1/06/2014

A crítica não vende


1. Há uns tempos, um jovem crítico já não tão jovem mas que é crítico desde jovem disse uma daquelas frases engraçadas que os jovens críticos dizem e que têm graça enquanto são jovens mas já não tanta quando são ex-jovens: «A crítica não vende.» Se tivesse um pim! a seguir poderia ser uma almadanegreirada, e bem gira, dita assim parece lapalissada mas nem isso é: é nada. E, embora o crítico Pedro Mexia seja uma pessoa inteligente q.b. e etc., e também poeta e ficcionista e dramaturgo com obra publicada, a frase é penosa. Passa por sensata, por boutade, por evidência, mas não é: é infeliz, e tanto mais infeliz quando vem de uma figura tão mediática como o Pedro. Ah, o que eu sonhei vir um dia acusar alguém deste terrível crime, o mediatismo – eu, que durante anos a fio fui acusado e penalizado «dans les salons» por padecer dele. O Pedro toca actualmente tanto quanto sei – da forma mais importante, a paga – os três navios almirantes da indústria mediática, TVI, Expresso, TSF. Esta frase disse-a ele no simpático mas menos escutado Canal Q, mas suspeito que a terá repetido alhures.

Fiquei banzado. «A crítica não vende»? Bem sei que a expressão pode ser tida como mero exagero. Uma outra forma de dizer «vende pouco». Mas entre «pouco» e «nada» vai um abismo. O abismo do desinvestimento, da desresponsabilização, do encolher de ombros. Se o sentido fosse (não era) o de «vender pouco», o mesmo poderá ser dito da colocação do livro em livrarias alternativas ao Continente, de entrevistas na rádio, de anúncios no JL, etc.

Ora a pergunta é: então o que vende será… o leitor não saber sequer que o livro existe? Não haver crítica ou qualquer outro tipo de recepção fará com que os leitores potenciais cheguem mais depressa (mais depressa e em força) ao livro?

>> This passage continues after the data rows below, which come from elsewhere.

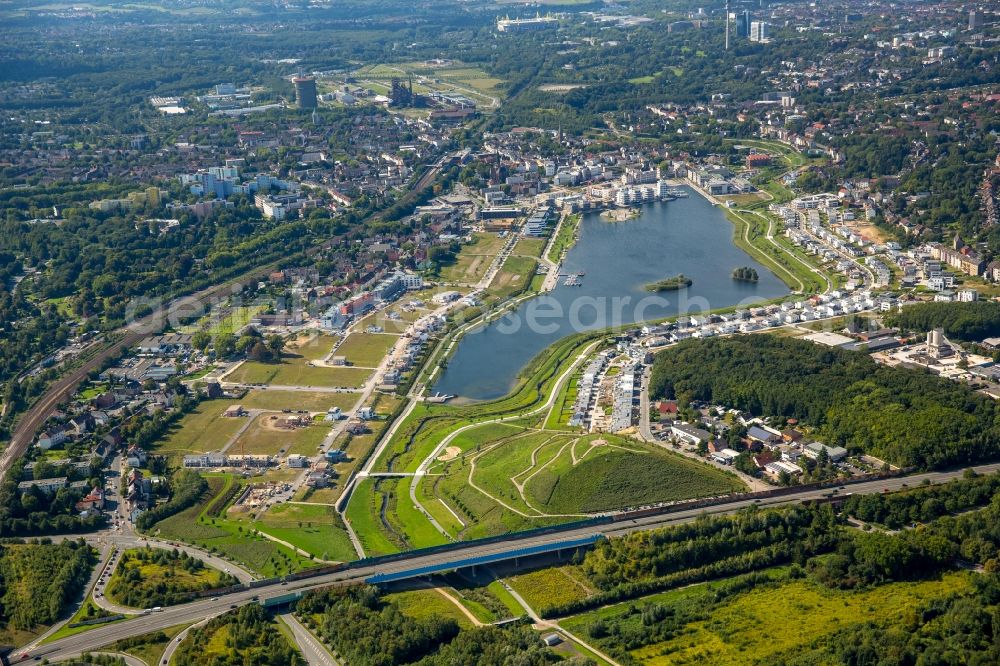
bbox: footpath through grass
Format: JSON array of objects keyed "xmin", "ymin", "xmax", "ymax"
[{"xmin": 151, "ymin": 474, "xmax": 314, "ymax": 576}]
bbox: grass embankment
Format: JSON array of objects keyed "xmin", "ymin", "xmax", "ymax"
[
  {"xmin": 421, "ymin": 424, "xmax": 743, "ymax": 538},
  {"xmin": 226, "ymin": 354, "xmax": 372, "ymax": 389},
  {"xmin": 560, "ymin": 569, "xmax": 974, "ymax": 666},
  {"xmin": 254, "ymin": 504, "xmax": 357, "ymax": 562},
  {"xmin": 110, "ymin": 624, "xmax": 188, "ymax": 666},
  {"xmin": 336, "ymin": 333, "xmax": 399, "ymax": 368},
  {"xmin": 438, "ymin": 232, "xmax": 506, "ymax": 285},
  {"xmin": 725, "ymin": 209, "xmax": 827, "ymax": 293},
  {"xmin": 348, "ymin": 334, "xmax": 742, "ymax": 552},
  {"xmin": 152, "ymin": 474, "xmax": 315, "ymax": 576}
]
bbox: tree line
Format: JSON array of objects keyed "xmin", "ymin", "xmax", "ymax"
[{"xmin": 650, "ymin": 335, "xmax": 1000, "ymax": 468}]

2. Há anos, um editor disse-me com ar petulante: «Não acredito em lançamentos.» Hoje uso amiúde essa frase de Rui Pena Pires, da Celta, como exemplo de boutade errada. Uma pessoa sensata não acredita em lançamentos como única forma de atrair leitores. Mas…não lançar será melhor do que lançar? Pessoalmente, também eu não acredito em lançamentos – quando o investimento é superior ao benefício. Uma apresentação no Lux sem imprensa é dinheiro deitado ao Tejo. Mas, por exemplo, no caso da poesia ou das edições de autor, o lançamento é quase a única oportunidade de congregar leitores, além de uma forma barata de explicar aos amigos que eles é que devem comprar, não o autor e/ou editor a oferecer!

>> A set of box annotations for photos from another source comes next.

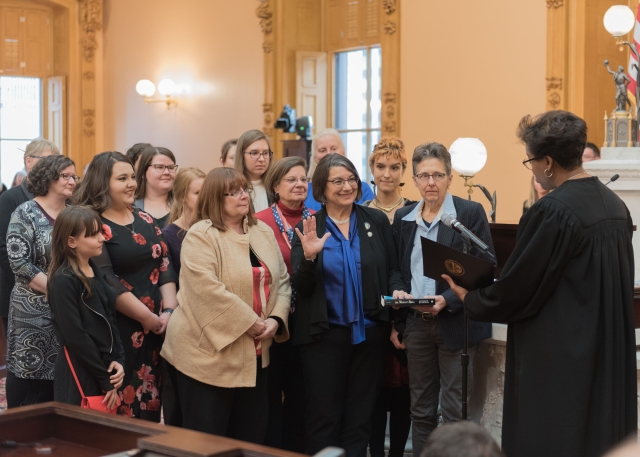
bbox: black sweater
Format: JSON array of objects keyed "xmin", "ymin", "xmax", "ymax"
[{"xmin": 49, "ymin": 264, "xmax": 124, "ymax": 403}]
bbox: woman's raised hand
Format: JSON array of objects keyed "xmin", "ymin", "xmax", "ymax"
[{"xmin": 296, "ymin": 216, "xmax": 331, "ymax": 260}]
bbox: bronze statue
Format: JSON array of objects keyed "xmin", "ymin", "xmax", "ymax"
[{"xmin": 604, "ymin": 60, "xmax": 631, "ymax": 111}]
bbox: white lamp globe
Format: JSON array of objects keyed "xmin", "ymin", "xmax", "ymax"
[
  {"xmin": 136, "ymin": 79, "xmax": 156, "ymax": 97},
  {"xmin": 158, "ymin": 79, "xmax": 176, "ymax": 96},
  {"xmin": 604, "ymin": 5, "xmax": 636, "ymax": 37},
  {"xmin": 449, "ymin": 138, "xmax": 487, "ymax": 176}
]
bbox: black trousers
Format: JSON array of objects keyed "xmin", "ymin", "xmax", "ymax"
[
  {"xmin": 160, "ymin": 359, "xmax": 182, "ymax": 427},
  {"xmin": 300, "ymin": 324, "xmax": 391, "ymax": 457},
  {"xmin": 6, "ymin": 370, "xmax": 53, "ymax": 408},
  {"xmin": 369, "ymin": 386, "xmax": 411, "ymax": 457},
  {"xmin": 178, "ymin": 358, "xmax": 269, "ymax": 444},
  {"xmin": 264, "ymin": 341, "xmax": 305, "ymax": 453}
]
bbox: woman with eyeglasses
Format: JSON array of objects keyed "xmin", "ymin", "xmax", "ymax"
[
  {"xmin": 236, "ymin": 130, "xmax": 273, "ymax": 213},
  {"xmin": 391, "ymin": 143, "xmax": 495, "ymax": 457},
  {"xmin": 291, "ymin": 154, "xmax": 407, "ymax": 457},
  {"xmin": 134, "ymin": 146, "xmax": 178, "ymax": 229},
  {"xmin": 74, "ymin": 151, "xmax": 178, "ymax": 422},
  {"xmin": 256, "ymin": 157, "xmax": 315, "ymax": 452},
  {"xmin": 7, "ymin": 155, "xmax": 78, "ymax": 408},
  {"xmin": 445, "ymin": 110, "xmax": 638, "ymax": 457},
  {"xmin": 162, "ymin": 167, "xmax": 291, "ymax": 444}
]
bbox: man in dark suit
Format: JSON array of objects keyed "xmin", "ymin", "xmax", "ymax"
[{"xmin": 392, "ymin": 143, "xmax": 493, "ymax": 457}]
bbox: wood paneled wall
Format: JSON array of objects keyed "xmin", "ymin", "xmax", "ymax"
[{"xmin": 546, "ymin": 0, "xmax": 638, "ymax": 146}]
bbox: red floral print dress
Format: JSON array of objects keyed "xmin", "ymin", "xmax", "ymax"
[{"xmin": 98, "ymin": 207, "xmax": 175, "ymax": 422}]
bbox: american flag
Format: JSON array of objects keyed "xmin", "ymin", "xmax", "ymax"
[{"xmin": 627, "ymin": 2, "xmax": 640, "ymax": 103}]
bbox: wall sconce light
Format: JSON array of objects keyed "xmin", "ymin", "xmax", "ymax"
[
  {"xmin": 136, "ymin": 79, "xmax": 178, "ymax": 109},
  {"xmin": 449, "ymin": 138, "xmax": 497, "ymax": 222}
]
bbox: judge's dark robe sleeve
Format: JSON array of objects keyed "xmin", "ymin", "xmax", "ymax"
[{"xmin": 464, "ymin": 201, "xmax": 580, "ymax": 322}]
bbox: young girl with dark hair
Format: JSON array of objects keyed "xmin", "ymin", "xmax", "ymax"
[{"xmin": 47, "ymin": 206, "xmax": 124, "ymax": 410}]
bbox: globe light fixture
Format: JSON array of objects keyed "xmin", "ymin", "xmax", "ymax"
[
  {"xmin": 136, "ymin": 79, "xmax": 178, "ymax": 109},
  {"xmin": 449, "ymin": 138, "xmax": 497, "ymax": 222},
  {"xmin": 604, "ymin": 5, "xmax": 636, "ymax": 38}
]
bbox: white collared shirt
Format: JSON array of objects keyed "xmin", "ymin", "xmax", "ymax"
[{"xmin": 402, "ymin": 192, "xmax": 458, "ymax": 297}]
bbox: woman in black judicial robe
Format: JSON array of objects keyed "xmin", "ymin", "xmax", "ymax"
[{"xmin": 445, "ymin": 111, "xmax": 638, "ymax": 457}]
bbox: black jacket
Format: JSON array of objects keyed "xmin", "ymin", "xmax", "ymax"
[
  {"xmin": 49, "ymin": 263, "xmax": 124, "ymax": 404},
  {"xmin": 0, "ymin": 179, "xmax": 33, "ymax": 319},
  {"xmin": 291, "ymin": 205, "xmax": 404, "ymax": 344},
  {"xmin": 393, "ymin": 197, "xmax": 496, "ymax": 349}
]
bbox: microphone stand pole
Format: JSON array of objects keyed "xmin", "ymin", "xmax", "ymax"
[{"xmin": 460, "ymin": 234, "xmax": 471, "ymax": 420}]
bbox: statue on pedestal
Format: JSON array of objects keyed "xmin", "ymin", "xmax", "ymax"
[{"xmin": 604, "ymin": 60, "xmax": 631, "ymax": 111}]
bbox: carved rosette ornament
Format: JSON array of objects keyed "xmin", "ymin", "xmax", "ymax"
[
  {"xmin": 547, "ymin": 0, "xmax": 563, "ymax": 8},
  {"xmin": 382, "ymin": 0, "xmax": 397, "ymax": 14},
  {"xmin": 547, "ymin": 76, "xmax": 562, "ymax": 109},
  {"xmin": 78, "ymin": 0, "xmax": 102, "ymax": 62},
  {"xmin": 383, "ymin": 20, "xmax": 398, "ymax": 35}
]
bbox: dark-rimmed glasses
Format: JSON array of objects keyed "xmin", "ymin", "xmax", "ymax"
[
  {"xmin": 522, "ymin": 157, "xmax": 543, "ymax": 170},
  {"xmin": 244, "ymin": 151, "xmax": 273, "ymax": 160}
]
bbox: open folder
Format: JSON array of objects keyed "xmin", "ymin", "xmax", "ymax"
[{"xmin": 421, "ymin": 237, "xmax": 494, "ymax": 290}]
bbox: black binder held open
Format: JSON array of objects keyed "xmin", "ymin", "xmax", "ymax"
[{"xmin": 420, "ymin": 237, "xmax": 494, "ymax": 290}]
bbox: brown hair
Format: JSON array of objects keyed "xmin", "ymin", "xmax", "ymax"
[
  {"xmin": 169, "ymin": 167, "xmax": 207, "ymax": 225},
  {"xmin": 235, "ymin": 130, "xmax": 273, "ymax": 182},
  {"xmin": 516, "ymin": 110, "xmax": 587, "ymax": 171},
  {"xmin": 47, "ymin": 206, "xmax": 106, "ymax": 297},
  {"xmin": 264, "ymin": 157, "xmax": 307, "ymax": 205},
  {"xmin": 311, "ymin": 154, "xmax": 362, "ymax": 205},
  {"xmin": 136, "ymin": 146, "xmax": 176, "ymax": 202},
  {"xmin": 369, "ymin": 137, "xmax": 407, "ymax": 171},
  {"xmin": 72, "ymin": 151, "xmax": 133, "ymax": 214},
  {"xmin": 191, "ymin": 167, "xmax": 258, "ymax": 232},
  {"xmin": 220, "ymin": 138, "xmax": 238, "ymax": 163}
]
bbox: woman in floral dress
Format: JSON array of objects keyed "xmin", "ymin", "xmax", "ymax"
[{"xmin": 75, "ymin": 152, "xmax": 177, "ymax": 422}]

3. no passado 27 de Dezembro o crítico Eduardo Pitta postou no Facebook a recensão que fez na revista Sábado a um livro de um poeta que desconhecia e agora, graças ao post, já não desconheço. De Porfírio Silva diz Pitta que é «o melhor livro de poesia» que leu em 2013. Logo começou uma mini-polémica, e bem simpática, acerca da escolha, se era boa, se era má, então e o Herberto, etc., e assim por diante. O livro foi, literalmente, colocado no mapa. Algumas pessoas disseram «vou comprar». Os cínicos dirão: «Sim, agora prometem, depois esquecem.» Mas isso acontece com tudo, inclusive os bilhetes que fiquei de arranjar aos meus filhos para o Wrestling no ex-Pavilhão ex-público ex-Atlântico! O facto é: graças à crítica de Eduardo Pitta – e à sua reprodução no Facebook, aqui agora com bonita polémica, coisa de que a cofínica Sábado está isenta – um livro que literalmente provavelmente quase de certezamente ia ser aniquilado no «mercado» tem agora algumas chances de sobreviver. E nasceu um poeta. Parece ser um senhor já de meia-idade mas, para «le petit monde littéraire», nasceu.

Se isto não é vender, onde é que está a vossa venda, senhores?

Ah, já sei: nos olhos, cabeça a minha. E na má consciência, extintos que estão quase, mais ainda que os dinossáurios, os grilos falantes.